Differential CD4+ and CD8+ T-cell responsiveness in hepatitis C virus infection
Article first published online: 30 DEC 2003
Copyright © 2001 American Association for the Study of Liver Diseases
Volume 33, Issue 1, pages 267–276, January 2001
How to Cite
Chang, K.-M., Thimme, R., Melpolder, J. J., Oldach, D., Pemberton, J., Moorhead-Loudis, J., McHutchison, J. G., Alter, H. J. and Chisari, F. V. (2001), Differential CD4+ and CD8+ T-cell responsiveness in hepatitis C virus infection. Hepatology, 33: 267–276. doi: 10.1053/jhep.2001.21162
- Issue published online: 30 DEC 2003
- Article first published online: 30 DEC 2003
- Manuscript Accepted: 24 OCT 2000
- Manuscript Received: 19 JUL 2000
- NIH and the Sam and Rose Stein Endowment fund. Grant Numbers: AI20001, MO1 RR00833
- American Liver Foundation Amgen Postdoctoral Supplementary Research Fellowship Award, the Amgen/AASLD/ALF Research Development Award, AI47519-01 and AA12849-01 K.M.C.
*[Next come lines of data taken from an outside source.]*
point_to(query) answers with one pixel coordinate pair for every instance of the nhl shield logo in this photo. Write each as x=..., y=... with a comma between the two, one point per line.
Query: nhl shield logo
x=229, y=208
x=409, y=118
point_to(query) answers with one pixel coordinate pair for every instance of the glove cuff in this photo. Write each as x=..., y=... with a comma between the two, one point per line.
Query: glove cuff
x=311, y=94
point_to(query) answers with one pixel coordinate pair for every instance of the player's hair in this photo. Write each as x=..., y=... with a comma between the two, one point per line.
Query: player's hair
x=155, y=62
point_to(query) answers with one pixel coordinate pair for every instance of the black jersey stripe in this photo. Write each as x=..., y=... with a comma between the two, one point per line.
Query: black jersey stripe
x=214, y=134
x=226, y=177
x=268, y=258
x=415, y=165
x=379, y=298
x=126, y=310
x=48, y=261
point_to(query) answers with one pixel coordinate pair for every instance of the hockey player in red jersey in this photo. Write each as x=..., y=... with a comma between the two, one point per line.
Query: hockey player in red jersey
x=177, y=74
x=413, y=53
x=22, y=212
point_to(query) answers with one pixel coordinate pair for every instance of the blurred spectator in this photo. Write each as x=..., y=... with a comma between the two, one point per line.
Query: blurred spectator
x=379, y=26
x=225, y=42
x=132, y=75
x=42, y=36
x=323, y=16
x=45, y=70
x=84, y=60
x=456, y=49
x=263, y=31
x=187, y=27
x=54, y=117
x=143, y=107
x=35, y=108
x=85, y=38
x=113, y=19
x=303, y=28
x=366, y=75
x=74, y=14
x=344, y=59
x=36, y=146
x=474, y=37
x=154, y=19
- Deutsche Forschungsgemeinschaft, Bonn, Germany (R.T.). Grant Number: TH 719/1-1
This study was performed to compare the vigor and phenotype of virus-specific CD4+ and CD8+ T-cell responses in patients with different virologic and clinical outcomes after hepatitis C virus (HCV) infection. The results show that a vigorous and multispecific CD4+ proliferative T-cell response is maintained indefinitely after recovery from HCV infection whereas it is weak and focused in persistently infected patients. In contrast, the HCV-specific CD8+ T-cell response was quantitatively low in both groups despite the use of sensitive direct ex vivo intracellular interferon gamma (IFN-γ) staining. Furthermore, although HCV-specific cytolytic CD8+ memory T cells were undetectable ex vivo, they were readily expanded from the peripheral blood of chronically HCV-infected patients but not from recovered subjects after in vitro stimulation, suggesting that ongoing viremia is required to maintain the HCV-specific memory CD8+ T-cell response. HCV-specific CD8+ T cells displayed a type 1 cytokine profile characterized by production of IFN-γ despite persistent HCV viremia. The paradoxical observation that HCV-specific CD4+ T cells survive and CD8+ T cells are lost after viral clearance while the opposite occurs when HCV persists suggests the existence of differential requirements for the maintenance of CD4+ and CD8+ T-cell memory during HCV infection. Furthermore, the relative rarity of circulating CD8+ effector T cells in chronically infected patients may explain the chronic insidious nature of the liver inflammation and also why they fail to eliminate the virus.